Dr. Douglas Richman, Stockman’s colleague and the director of UCSD’s The HIV Institute, told officials in January that he was “very uncomfortable” with the situation.
“The appearance of denying that something happened because a University lawyer thinks the head-in-sand approach without documentation will somehow protect our great University strikes me as risky, if what happened becomes public,” he wrote in an email.
The EmPower Women researchers felt they were “in a holding pattern” as they waited for answers.
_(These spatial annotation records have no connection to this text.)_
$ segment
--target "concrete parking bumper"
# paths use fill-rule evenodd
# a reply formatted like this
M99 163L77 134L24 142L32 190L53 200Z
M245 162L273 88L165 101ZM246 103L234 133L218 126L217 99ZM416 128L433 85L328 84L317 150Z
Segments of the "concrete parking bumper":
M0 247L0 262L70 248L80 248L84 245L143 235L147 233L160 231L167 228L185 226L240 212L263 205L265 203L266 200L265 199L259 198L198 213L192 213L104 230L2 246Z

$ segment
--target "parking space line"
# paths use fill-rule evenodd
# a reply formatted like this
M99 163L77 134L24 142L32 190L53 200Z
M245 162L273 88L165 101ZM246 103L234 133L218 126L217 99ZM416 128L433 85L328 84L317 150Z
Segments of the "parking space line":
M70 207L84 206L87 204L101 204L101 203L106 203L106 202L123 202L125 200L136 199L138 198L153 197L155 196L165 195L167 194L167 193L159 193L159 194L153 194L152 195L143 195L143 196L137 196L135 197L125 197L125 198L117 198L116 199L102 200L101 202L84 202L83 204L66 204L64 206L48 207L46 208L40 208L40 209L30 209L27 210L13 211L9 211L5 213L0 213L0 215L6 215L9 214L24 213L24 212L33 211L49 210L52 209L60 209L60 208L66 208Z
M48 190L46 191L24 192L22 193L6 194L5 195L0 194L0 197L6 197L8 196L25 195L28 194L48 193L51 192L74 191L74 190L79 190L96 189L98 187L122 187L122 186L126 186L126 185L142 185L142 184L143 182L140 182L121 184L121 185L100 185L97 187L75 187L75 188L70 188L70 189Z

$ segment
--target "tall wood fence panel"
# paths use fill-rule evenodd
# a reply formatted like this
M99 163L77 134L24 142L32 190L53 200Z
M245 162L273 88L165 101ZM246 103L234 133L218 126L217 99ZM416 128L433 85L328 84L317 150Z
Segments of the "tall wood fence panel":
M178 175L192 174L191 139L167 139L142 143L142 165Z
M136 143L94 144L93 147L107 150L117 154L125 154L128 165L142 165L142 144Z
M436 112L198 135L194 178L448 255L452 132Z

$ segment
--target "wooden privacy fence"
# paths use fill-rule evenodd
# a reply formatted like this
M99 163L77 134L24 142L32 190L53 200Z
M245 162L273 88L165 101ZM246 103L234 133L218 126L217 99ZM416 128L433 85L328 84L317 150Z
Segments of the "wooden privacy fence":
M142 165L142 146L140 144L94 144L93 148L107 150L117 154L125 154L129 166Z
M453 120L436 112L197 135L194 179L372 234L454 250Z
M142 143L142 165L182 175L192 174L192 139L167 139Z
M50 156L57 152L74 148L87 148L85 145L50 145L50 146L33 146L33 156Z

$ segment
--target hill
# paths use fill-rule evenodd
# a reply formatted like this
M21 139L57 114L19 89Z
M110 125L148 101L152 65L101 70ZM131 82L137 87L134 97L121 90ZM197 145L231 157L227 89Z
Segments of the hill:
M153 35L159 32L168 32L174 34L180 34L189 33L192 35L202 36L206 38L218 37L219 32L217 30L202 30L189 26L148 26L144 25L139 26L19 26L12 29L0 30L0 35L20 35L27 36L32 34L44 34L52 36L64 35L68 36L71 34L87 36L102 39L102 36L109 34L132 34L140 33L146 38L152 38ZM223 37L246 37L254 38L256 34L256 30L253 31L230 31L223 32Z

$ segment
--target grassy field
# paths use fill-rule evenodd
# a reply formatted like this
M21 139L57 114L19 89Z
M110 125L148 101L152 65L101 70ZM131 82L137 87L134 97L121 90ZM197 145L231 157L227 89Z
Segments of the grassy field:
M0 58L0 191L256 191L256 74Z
They sent a formal request to the UCSD Human Research Protections Program for an official statement explaining why they weren’t supposed to inform the participants about the breach.
“I don't understand how the responsibilities to these vulnerable subjects are being fulfilled,” said C.K. Gunsalus, director of the National Center for Professional & Research Ethics, based on her review of inewsource’s records. “It appears the subjects are coming last in the considerations.”
The university said in its statement to inewsource that “liability was not a factor” in the institution’s actions. It stressed that, “the privacy and protection of study participants were and continue to be paramount.”
Once UCSD representatives had fully reviewed the facts in March 2019, the statement said, they decided to tell women about the breach – but UCSD first wants to ensure that Christie’s Place returns all participant files to the university and destroys all the study data on its servers.
Asked Monday whether that has happened, a UCSD spokesperson said, “We expect Christie’s response imminently.”